Data collaboration occurs when two or more data holders combine their data to generate insights, creating value for all participants. By collaborating on their data and resources, organizations can enhance strategic initiatives, deepen partnerships, and turbocharge their go-to-market efforts. Perhaps most importantly, they can do so without disclosing identifiable or raw data regarding their customers.
To better illustrate the power of data collaboration, consider the following scenarios:
Scenario A: 10 companies are working on a data project, and each company is working in isolation.
Scenario B: 10 companies are working collaboratively on a data project while using combined resources.
In your opinion, which scenario will result in a 360-degree point of view of the project? Which scenario will yield the better outcomes?
The data model that’s creating business disruptors
Gillette, the iconic men’s grooming products company, was the market leader in the U.S. and worth $43 billion in 1999. Dollar Shave Club, a startup, began operations in 2011, followed by Harry’s Shave Club in 2013. Cut to 2019: the two startups are locked in a fierce battle for market share with Gillette, which has been steadily losing ground over the years.
How did two upstarts become powerful competitors to a multibillion-dollar company so quickly? A significant reason for their success was that both shave clubs actively used data collaboration to offer an innovative subscription service for products at a lower price point. Harry’s Shave Club and Dollar Shave Club are part of the growing number of companies that are utilizing data collaboration to expand and prosper.
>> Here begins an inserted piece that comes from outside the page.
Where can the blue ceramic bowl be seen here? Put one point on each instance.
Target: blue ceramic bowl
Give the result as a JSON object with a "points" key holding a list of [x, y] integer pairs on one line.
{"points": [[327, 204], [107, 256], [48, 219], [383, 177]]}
In the technology sector, all 50 companies on MIT Technology Review’s Top 50 Smartest Companies use data collaboration including Amazon, SpaceX, and Nvidia. According to the Harvard Business Review, two-thirds of organizations are using data collaboration to “blend together five to 15 sources of data for analysis.” According to Andreas Weigend, director of Stanford University’s Social Data Lab, “the ability to collect, access, and analyze massive amounts of data has reached the point where no single entity can do all the work; great data collaboration is a necessity for success at any level of business.”
While sharing data creates security concerns, data collaboration software allows multiple parties to collaborate on data projects without sharing. Each party in the collaborative effort retains control of their data throughout the process. The software does not store data, nor does it make the data available to other parties. Instead, the data revealed is restricted to insights and matches of the collaborating members. Data collaboration is a shift in mindset. It is the difference between mining data in isolated silos and developing insights through collaboration of data and resources.
Key areas for data collaboration
There are three areas where data collaboration is most relevant today: globally distributed teams and in-context collaboration, workflow tracking across data stewards, and the development of a 360-degree point of view.
- Globally distributed teams and in-context collaboration: One of the challenges for globally distributed teams is their ability to share the same view of relevant information as well as insights. In a traditional data-sharing model, methods for viewing information are constrained by geographical location, where some members can see all the data while others have to wait until information is updated. Further, they cannot share insights in real time. Data collaboration easily overcomes these challenges by making the same information available to everyone, at all times. It also greatly simplifies in-context collaboration on a project and leads to faster, more effective decision making.
- Workflow tracking across data stewards: In a complex data project, it is important for data stewards to be able to blend different data sources and track workflow. Data collaboration dramatically simplifies the passage of information from one data steward to another, ensuring the best outcome for the project.
- 360-degree point of view: Perhaps the most meaningful outcome for businesses that use data collaboration platforms is having the benefit of a 360-degree view of a project. With all stakeholders having a full view of the relevant information, data analysis for developing and asking the right questions becomes that much easier. The most successful businesses use a 360-degree view for all projects.
Organizations create strategic partnerships based on mutual interests such as target customers, product integration, and potential future markets. Data collaboration allows partners to aggregate their data, enabling all partners to draw insights that create value for their organization, without compromising data security.